Being jobless in the current state of the world is not something you expect to happen, with this being my first I decided to deal with it the way I thought most people do … and after the successful completion of those infamous five stages of grief, I decided to take matters into my own hand. It was time to do something just as unexpected, if not more thrilling.
My family is 3rd generation Kansasians, to the point that merely mentioning Kansas City, Missouri is like denigrating someone’s mother (they’ll politely tell you that Kansas City, KANSAS is the proper way to refer to KC)
It has been year’s since I’d seen the clan aside from holidays and special occasions, so I figured what better occasion to do so than when you have all the time in the world, right?
So I packed and headed from my home in Long Branch, New Jersey to the heartland of Kansas – home sweet home!
I was excited to find myself among familiar faces and equally so among familiar roadways and surroundings.

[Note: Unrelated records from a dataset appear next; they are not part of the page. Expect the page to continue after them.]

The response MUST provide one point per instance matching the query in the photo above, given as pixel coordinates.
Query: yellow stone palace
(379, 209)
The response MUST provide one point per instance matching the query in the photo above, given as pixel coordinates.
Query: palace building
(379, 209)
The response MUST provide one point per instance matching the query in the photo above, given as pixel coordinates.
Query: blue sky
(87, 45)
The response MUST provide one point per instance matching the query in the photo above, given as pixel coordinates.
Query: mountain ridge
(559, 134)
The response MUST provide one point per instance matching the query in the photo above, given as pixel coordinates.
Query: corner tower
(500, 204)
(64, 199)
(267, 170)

I was in a metaphorical cross-section, a stage in my life I never anticipated. Every one of my family members had an intake on how I should move on with my life, their own ideas of the kind of career I should be pursuing, the goals I should aim to accomplish. It was impossible to calm the raging storm of thoughts bubbling inside my head and after a few days, I was anxious to get out on State Highway 18 for a long and reflective ride, truly a biker’s dream.
And so I did.
It was an insightful ride, to say the least, and dare I say one of the best evening rides I ever had. The rush of adrenaline as I darted through the highway was unparalleled. I have never felt as alive and vibrant. I was on top of the world.
I could conquer anything.
But soon, the high will crash into the lowest low, my mood shifted from thrilling excitement to despair in a matter of minutes as my unexpected sputtered to a halt near some train tracks near at lonely stretch of road and train tracks near a place, I would later find out, was called “Wolf Creek”.

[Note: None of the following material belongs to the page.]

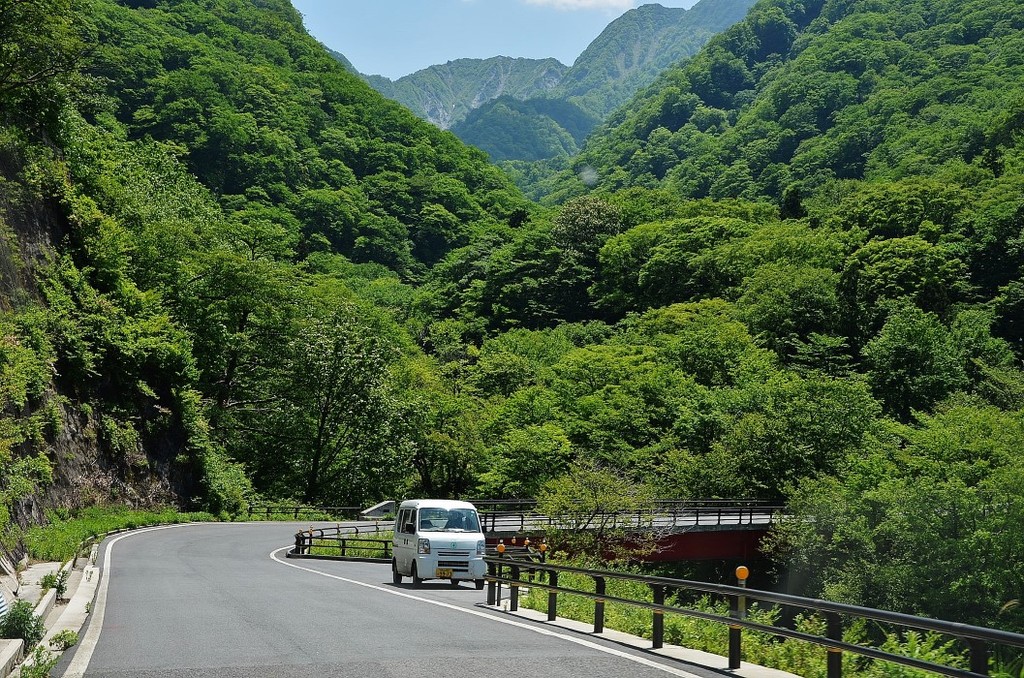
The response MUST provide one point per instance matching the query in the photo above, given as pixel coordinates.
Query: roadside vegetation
(61, 539)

Now as it goes with motorcycles, so it goes with like, when one piece falls, all the others begin to drop with it. My momentary blind optimism soon turned into despair when I realized there was no cell service in the area. I was starting to panic. Here I was in the middle of bumble-weed Kansas with a broken bike and no way to call for help. My brain was swarming with discouraging thoughts and improbable but disturbing scenarios of where I could end up. The what-ifs were truly soul-crushing. What if I couldn’t find my way back? What if I stayed here all night? What if nobody found me? …
The scenarios where I was rescued were sparse, and my brain refused to entertain any ideas but the dark and ominous ones. After what seemed to be an eternity (but ended up being 4 hours), I realized there is really not a lot I can do. Like someone struggling in the water, forceful attempts to get back to the surface are far more draining than relaxing your muscles to stay afloat.
I had one of those few realization moments in life that only come to you through tragedy or a deep state of mindfulness. And in the stillness of the night, I decided to listen to mother nature’s soft words of wisdom encouraging me to slow down. I suddenly had a resolute conviction that everything was going to be okay. I had no doubt I would emerge from this experience unscathed, although somewhat changed.
And it wasn’t just positive thinking here. I was absolutely convinced this was so. Deep down in my soul I wasn’t worried anymore.
It was at this very moment I felt a series of buzzings in my jacket pocket. It was from my cell phone indicating text messages were being received.
I said a quick “Thank You Jesus” and called for a tow before I lost the signal. Thirty minutes later a tow truck service from nearby Kansas City called Clockwork was loading my motorcycle on a flat bed and an hour later I was having a cold beer with my two brothers.
I went back to NJ a week later with a more positive outlook on life and starting treating every day like the blessing that it is. Thanks for reading!